Midway muharebelerinde Amerikan güçlerinin komutanı Amiral Nimitz, güç üstünlüğünün karşı tarafta olduğunu bildiği için, uçak gemilerini biraz geride tutup ilk hücumları Midway’dan kalkan uçaklarla yapmaya karar vermişti.
Uçak gemilerini mümkün olduğu kadar uzakta ve gizli tutacaktı. Adaya yığılan her tipten uçağın öncelikli görevi ise, adayı korumak değil, Japon uçak gemilerinin pistlerini vurmak olacaktı...



İlk olarak Ordu Hava Kuvvetleri’ne ait dört motorlu B-17 bombardıman uçakları havalandı. Bunlar çok yüksek irtifadan bombalarını bıraktılar. ‘Uçan kaleler’ olarak adlandırılan B-17’ler, o dönemde abartılı bir propaganda malzemesi yapılmıştı: Bunlar dört gemiyi vurduklarını iddia ederek geriye döndüler; ama bombalarının hepsi boşa gitmişti.

Sonraları, uçan kalelerin bir şehirden küçük hiçbir şeyi vuramadıkları anlaşılacak ve bunlar Alman kentlerini bombalamaya gönderilecekti!..
4 Haziran sabahı, dört Japon uçak gemisi, Midway’i vurmak için otuz altı ‘Zero’ avcı uçağının refakatinde yetmiş iki ‘Val’ ve ‘Kate’ bombardıman uçağını havalandırdı.

Japon filosunun komutanı Amiral Nagumo, hasımlarının aksine, Amerikan uçak gemilerinin yeri hakkında henüz hiçbir fikre sahip değildi.
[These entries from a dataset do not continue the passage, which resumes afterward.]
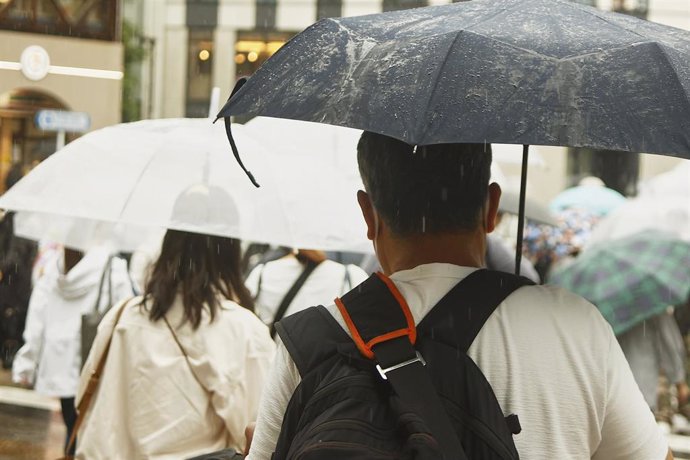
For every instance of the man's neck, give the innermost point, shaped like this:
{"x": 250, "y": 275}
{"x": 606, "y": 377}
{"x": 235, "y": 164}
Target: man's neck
{"x": 465, "y": 249}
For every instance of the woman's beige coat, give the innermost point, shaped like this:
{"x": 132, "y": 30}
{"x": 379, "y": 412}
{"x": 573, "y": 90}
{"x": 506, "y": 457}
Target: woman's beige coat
{"x": 149, "y": 403}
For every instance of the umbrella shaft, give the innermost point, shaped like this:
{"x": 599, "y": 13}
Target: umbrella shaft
{"x": 521, "y": 208}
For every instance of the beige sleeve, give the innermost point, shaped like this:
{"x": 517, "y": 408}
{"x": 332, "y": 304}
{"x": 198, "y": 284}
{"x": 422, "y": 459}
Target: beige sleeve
{"x": 282, "y": 381}
{"x": 629, "y": 431}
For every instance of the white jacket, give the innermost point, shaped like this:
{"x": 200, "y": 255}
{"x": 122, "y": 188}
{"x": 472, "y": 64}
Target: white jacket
{"x": 150, "y": 404}
{"x": 51, "y": 355}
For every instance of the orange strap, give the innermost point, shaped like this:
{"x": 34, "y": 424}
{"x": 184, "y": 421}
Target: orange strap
{"x": 366, "y": 347}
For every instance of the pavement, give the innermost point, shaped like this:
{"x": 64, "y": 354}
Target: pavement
{"x": 31, "y": 426}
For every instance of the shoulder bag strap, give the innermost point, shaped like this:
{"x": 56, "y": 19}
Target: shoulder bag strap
{"x": 309, "y": 267}
{"x": 92, "y": 384}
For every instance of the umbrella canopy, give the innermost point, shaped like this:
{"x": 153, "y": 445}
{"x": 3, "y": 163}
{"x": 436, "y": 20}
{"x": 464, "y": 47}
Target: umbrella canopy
{"x": 535, "y": 72}
{"x": 79, "y": 233}
{"x": 670, "y": 214}
{"x": 176, "y": 174}
{"x": 671, "y": 184}
{"x": 595, "y": 199}
{"x": 631, "y": 279}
Midway ise, Japonları vurmak için, elindeki tüm uçakları havalandırdı. Altı Avanger ve on altı Dauntless pike bombardıman uçağı, on beş B-17 ve dört B-20 Marauder orta bombardıman uçağı ile on bir eski Vindicator.

Bu uçakların hiçbirisi Japon gemilerine ciddî bir hasar veremedi ve hemen hepsi düşürüldü; ama bunlar havada iken adaya gelen ve fazla bir hasar veremeyen Japonlar, Midway’e ikinci bir hücumun gerekli olduğuna karar verdiler.

Nagumo, elindeki uçakların büyük kısmını Amerikan uçak gemilerine karşı elinde tutuyordu. Onun esas amacı, ada değil, Amerikan filosuydu; ancak karşılıklı hücumlara henüz karışmayan Amerikan filosundan hiçbir haberi yoktu.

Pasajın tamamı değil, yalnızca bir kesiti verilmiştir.